Ma i francesi, che rapporto hanno con le lingue straniere e con degli interlocutori stranieri? #IFrancesiELaLingueStraniere

Consideriamo i 2 distinti livelli di relazione:

1. Il rapporto di un francese con le lingue straniere.
Due opzioni:
1.1. Traducono TUTTO;
1.2. Quello che non traducono lo pronunciano alla francese.

Esempi:
– “Computer” si traduce con “ordinateur” (che a Parigi si accorcia per evidenti necessità di velocizzare le conversazioni e diventa, semplicemente, “ordi”); #ordi
– “Wi-Fi” si pronuncia “uifi”. #uifi #giuro

Parentesi #ParentesiEstremiste : I canadesi del Quebec francofono si spingono addirittura a valicare le frontiere dell’estremismo linguistico e traducono persino una parola come “hot dog” in “chien chaud”. Cane caldo. #CaneCaldo

2. Il rapporto di un francese con gli stranieri anglofoni.
Vi propongo un esempio #CronacaVera. Immaginiamo di essere in una stazione, c’è lo sciopero e dei turisti non sanno dove comprare o cambiare i loro biglietti. Si rivolgono agli addetti alla sicurezza/accoglienza. Due opzioni:
2.1. Turista straniero si rivolge in inglese al francese: “Do you speak English ?”, e quest’ultimo risponde in francese e magari precisa simpaticamente: “On est en France, on parle Français” (“Siamo in Francia, si parla in francese”);
2.2. Turista straniero si rivolge ad un secondo addetto francese tentando di parlare in francese? Quest’ultimo risponderà in un inglese maccheronico; a questo punto, l’interlocutore riprenderà in mano la conversazione proseguendo in inglese ma… Due nuove opzioni:
2.2.1. Se il turista avrà la sventurata possibilità di parlare in inglese in modo fluido, il francese riprenderà a parlare in francese;
2.2.2. Se il turista parlerà in un inglese elementare, il gioco è fatto: ci si capirà a gesti con paroline scimmiottanti l’inglese sparse qua e là e verbi coniugati rigorosamente male.
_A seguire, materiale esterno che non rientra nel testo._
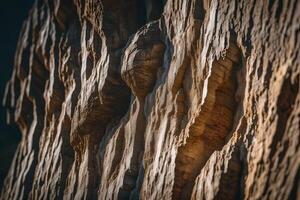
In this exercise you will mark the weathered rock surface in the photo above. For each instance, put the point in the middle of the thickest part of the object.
(154, 99)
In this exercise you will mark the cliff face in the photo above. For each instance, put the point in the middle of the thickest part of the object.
(174, 99)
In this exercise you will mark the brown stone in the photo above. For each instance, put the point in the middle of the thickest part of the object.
(116, 100)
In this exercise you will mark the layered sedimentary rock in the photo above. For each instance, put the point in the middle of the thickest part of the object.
(157, 99)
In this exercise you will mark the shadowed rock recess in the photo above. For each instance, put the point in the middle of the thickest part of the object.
(156, 99)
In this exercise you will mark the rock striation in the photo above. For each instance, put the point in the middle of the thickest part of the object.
(154, 99)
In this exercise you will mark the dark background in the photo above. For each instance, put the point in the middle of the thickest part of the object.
(12, 15)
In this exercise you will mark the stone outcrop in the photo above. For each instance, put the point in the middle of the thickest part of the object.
(157, 99)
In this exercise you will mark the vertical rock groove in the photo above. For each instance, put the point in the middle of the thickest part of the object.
(156, 99)
(214, 124)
P.S. Personalmente ho trovato il modo di approfittare di questa difficoltà linguistica dei francesi. Ho trovato un modo per risolvere il problema delle telefonate dei call center: rispondo agli sventurati operatori direttamente in italiano… #ParloItaliano questa strategia è utile per due motivi:

1. per far terminare rapidamente la chiamata inopportuna;

2. per fare due chiacchiere con eventuali compatrioti ritals.